Lidia Are Caverni, nata a Olbia (Sassari) il 3/11/1941, dopo aver trascorso parte dell’infanzia e dell’adolescenza a Livorno, risiede da molti anni a Venezia-Mestre dove è insegnante elementare in pensione.

Si occupa di Poesia e Narrativa, ha moltissimo materiale in versi, in racconti e sei romanzi. Ha scritto molte cose anche per bambini e ha pubblicato nel 2000 un romanzo intitolato “Clotilde e la bicicletta” con la Casa Editrice Bruno Mondadori. Due suoi racconti, sempre per l’infanzia sono stati pubblicati su libri di lettura ministeriali della Casa Editrice ElMedi oltre a brani del romanzo.
Collabora a varie riviste letterarie italiane pubblicando poesie e racconti e ricevendo consensi di critica. Hanno parlato di lei “La Nuova Venezia” e le testate ad essa collegate, “Il Mattino di Padova”, “La Tribuna di Treviso”, “La Nuova Firenze”, “La Nuova Sardegna”, “L’Arena di Verona”, “La Gazzetta del Sud” ed altri.
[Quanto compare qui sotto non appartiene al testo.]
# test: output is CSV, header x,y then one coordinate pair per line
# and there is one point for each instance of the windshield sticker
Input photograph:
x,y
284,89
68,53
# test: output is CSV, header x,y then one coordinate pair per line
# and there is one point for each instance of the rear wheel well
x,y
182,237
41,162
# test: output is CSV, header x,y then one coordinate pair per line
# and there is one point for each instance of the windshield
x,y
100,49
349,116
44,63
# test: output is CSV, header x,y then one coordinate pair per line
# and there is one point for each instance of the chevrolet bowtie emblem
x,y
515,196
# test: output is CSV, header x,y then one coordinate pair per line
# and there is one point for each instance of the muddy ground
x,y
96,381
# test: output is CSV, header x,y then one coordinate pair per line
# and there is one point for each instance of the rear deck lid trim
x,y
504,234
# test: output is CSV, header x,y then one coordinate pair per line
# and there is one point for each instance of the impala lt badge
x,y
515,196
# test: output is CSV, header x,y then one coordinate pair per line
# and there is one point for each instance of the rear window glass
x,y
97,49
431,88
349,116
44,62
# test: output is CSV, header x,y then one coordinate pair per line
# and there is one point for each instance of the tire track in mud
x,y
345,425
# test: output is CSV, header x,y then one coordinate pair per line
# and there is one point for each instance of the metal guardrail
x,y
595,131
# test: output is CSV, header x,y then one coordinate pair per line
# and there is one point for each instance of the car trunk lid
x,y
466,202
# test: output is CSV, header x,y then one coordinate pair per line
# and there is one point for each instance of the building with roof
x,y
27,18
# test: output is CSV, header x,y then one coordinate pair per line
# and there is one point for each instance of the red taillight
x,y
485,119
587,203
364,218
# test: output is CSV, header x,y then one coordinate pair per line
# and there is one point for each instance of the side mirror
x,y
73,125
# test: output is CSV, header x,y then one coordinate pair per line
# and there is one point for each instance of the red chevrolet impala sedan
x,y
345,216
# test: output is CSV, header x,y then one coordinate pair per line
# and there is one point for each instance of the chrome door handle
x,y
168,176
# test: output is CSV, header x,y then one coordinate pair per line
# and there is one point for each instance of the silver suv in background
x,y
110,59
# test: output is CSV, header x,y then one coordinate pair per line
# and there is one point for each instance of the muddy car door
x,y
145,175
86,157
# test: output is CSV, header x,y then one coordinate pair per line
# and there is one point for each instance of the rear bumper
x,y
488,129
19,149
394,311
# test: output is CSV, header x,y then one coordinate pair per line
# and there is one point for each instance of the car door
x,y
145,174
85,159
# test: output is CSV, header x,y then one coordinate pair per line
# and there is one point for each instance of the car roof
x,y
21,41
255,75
Si interessa di studi antropologici e storici, anche del linguaggio e ha collaborato per oltre dieci anni alla rivista “I viaggi di Erodoto” della Casa Editrice Bruno Mondadori.
Ha iniziato a pubblicare negli anni ’80 con il settimanale “Venezia 7” diretto da Franco Batacchi con sei racconti.
Un suo racconto è stato pubblicato su una rivista edita dall’Università di Berlino e un altro è stato tradotto in lingua rumena e trasmesso alla radio di Bucarest.
Alcune sue poesie sono state tradotte in lingua anglo-americana e diffuse in antologia tramite l’Istituto Italiano di Cultura all’Estero e nelle principali capitali europee e negli Stati Uniti.
Ha fatto parte di antologie di prestigio fra le quali quella edita da PietraSerena a cui ha collaborato per molto tempo con ventitre poesie, quella di Poiesis a cura di Luigi Reina “Poesia degli anni Novanta”. Di recente l’Antologia pubblicata da Kairos a cura di Antonio Spagnuolo e Ninnj Di Stefano Busà.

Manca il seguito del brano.